Imogen Jolley: I would echo everything both my colleagues have said. More fundamental than all these things but underpinning everything is that, if everybody working within this system read chapter 1 of the code of practice around best interest, that is pretty much all they would need to do. It is around working for an individualised young persons needs and looking at that individual young person. It is very clear, if you read that chapter 1, what the aims are. If everybody understood that and worked within that context in everything they did to support young children, we would be in a different place.

Q623       James Frith: May I ask my hobby horse question? Related to that, do you support the removal of other as a description for exclusion?

Imogen Jolley: Absolutely. It is a can of worms.

Q624       Chair: Do you do a lot of work on exclusions?

Imogen Jolley: We do far less work than we used to, because exclusions were taken out of the legal aid arena under LASPO and, therefore, parents do not get any assistance.

Michael King: We used to be able to look at exclusions and admissions in maintained schools. Since the rollout of academies, we are excluded from looking at exclusions there. Again, it is one of the huge gaps in the legislation in this field. We would love to look at those complaints.

Q625       Chair: Would that need primary legislation to change?

Michael King: I am afraid so.

Alison Fiddy: We advise parents on exclusions and we will consider exclusions in the context of supporting parents with appeals to tribunal. There will often be exclusion issues as part of those cases. We will also undertake policy work where we become aware of particular issues around the law on exclusion.

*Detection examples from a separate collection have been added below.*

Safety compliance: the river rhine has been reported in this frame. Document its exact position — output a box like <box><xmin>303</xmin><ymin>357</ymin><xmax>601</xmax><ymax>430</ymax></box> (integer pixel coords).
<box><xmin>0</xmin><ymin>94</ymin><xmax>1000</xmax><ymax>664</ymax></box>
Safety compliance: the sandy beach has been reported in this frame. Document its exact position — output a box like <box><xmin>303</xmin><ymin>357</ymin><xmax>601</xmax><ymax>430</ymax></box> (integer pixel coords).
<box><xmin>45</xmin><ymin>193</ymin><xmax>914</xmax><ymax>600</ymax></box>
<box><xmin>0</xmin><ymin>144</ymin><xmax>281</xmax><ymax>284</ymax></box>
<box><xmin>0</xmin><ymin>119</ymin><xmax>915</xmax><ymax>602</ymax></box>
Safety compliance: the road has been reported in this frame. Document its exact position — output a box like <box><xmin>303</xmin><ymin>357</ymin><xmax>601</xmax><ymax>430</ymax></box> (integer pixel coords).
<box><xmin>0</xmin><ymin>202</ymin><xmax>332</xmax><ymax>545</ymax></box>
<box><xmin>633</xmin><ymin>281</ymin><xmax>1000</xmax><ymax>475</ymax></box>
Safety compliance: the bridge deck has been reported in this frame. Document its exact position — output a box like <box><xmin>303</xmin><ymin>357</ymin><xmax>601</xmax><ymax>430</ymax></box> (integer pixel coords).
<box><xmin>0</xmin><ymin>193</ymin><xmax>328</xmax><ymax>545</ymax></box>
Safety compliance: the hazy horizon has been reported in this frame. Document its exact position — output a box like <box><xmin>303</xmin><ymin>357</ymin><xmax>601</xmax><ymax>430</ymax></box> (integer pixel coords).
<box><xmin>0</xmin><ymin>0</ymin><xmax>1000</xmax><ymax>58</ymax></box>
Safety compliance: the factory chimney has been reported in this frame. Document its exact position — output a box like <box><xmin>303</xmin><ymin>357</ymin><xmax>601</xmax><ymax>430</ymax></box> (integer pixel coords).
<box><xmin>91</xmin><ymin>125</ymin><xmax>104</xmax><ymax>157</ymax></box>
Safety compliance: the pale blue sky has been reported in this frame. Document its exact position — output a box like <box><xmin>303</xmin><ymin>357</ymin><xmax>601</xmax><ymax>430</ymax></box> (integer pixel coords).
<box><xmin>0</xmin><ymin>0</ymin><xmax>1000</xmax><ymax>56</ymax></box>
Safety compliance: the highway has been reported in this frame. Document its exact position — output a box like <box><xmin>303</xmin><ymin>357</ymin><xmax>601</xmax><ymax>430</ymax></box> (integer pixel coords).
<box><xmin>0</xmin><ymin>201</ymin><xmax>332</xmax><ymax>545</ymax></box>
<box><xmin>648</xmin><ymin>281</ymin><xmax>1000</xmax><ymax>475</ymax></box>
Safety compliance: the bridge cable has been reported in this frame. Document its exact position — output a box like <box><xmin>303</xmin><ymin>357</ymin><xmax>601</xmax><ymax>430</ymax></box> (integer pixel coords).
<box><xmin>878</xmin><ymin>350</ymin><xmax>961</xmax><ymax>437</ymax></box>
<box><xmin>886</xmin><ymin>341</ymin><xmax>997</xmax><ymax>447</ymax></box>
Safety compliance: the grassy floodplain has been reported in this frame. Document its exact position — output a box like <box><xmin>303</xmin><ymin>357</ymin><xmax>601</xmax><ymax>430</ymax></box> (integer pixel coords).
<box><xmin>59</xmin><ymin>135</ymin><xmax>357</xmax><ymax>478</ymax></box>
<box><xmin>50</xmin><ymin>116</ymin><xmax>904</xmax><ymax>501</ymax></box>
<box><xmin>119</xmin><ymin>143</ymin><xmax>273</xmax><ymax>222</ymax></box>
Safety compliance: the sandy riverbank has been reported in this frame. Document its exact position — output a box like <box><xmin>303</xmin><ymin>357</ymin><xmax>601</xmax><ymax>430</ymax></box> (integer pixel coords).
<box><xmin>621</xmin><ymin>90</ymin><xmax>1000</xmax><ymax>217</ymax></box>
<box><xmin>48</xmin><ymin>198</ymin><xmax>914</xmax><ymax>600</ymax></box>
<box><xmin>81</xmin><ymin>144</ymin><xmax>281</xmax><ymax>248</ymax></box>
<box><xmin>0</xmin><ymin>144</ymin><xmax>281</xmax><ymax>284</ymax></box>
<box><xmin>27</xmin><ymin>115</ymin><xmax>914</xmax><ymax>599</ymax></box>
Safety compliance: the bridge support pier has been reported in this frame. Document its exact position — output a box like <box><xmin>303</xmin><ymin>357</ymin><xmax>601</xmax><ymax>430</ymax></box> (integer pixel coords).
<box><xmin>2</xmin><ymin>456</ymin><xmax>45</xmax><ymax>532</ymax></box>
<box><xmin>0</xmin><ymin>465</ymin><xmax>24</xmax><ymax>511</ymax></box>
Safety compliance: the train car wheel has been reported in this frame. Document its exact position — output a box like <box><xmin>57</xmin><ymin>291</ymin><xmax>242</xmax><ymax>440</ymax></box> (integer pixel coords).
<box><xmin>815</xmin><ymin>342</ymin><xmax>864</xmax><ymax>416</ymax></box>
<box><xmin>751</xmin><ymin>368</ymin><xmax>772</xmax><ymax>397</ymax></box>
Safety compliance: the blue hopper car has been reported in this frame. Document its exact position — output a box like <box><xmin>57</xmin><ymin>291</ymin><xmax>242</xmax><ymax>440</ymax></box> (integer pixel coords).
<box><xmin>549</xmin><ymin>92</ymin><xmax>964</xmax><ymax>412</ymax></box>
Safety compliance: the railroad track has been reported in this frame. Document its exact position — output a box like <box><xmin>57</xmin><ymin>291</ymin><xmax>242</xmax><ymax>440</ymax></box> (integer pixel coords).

Chair: Thank you. This has been a really, really brilliant session. To pick up one thing you said, it is not an educational healthcare plan; it is education and health.

Alison Fiddy: Health and care.

Chair: It is incredibly important. I have not thought about it in that way.

James Frith: And a plan.

Chair: I do not think we thought about it in the way you described. Thank you so much for what you do. I have no doubt that a lot of what you have said today will be in our report in some way or the other. It is really impressive. Thank you.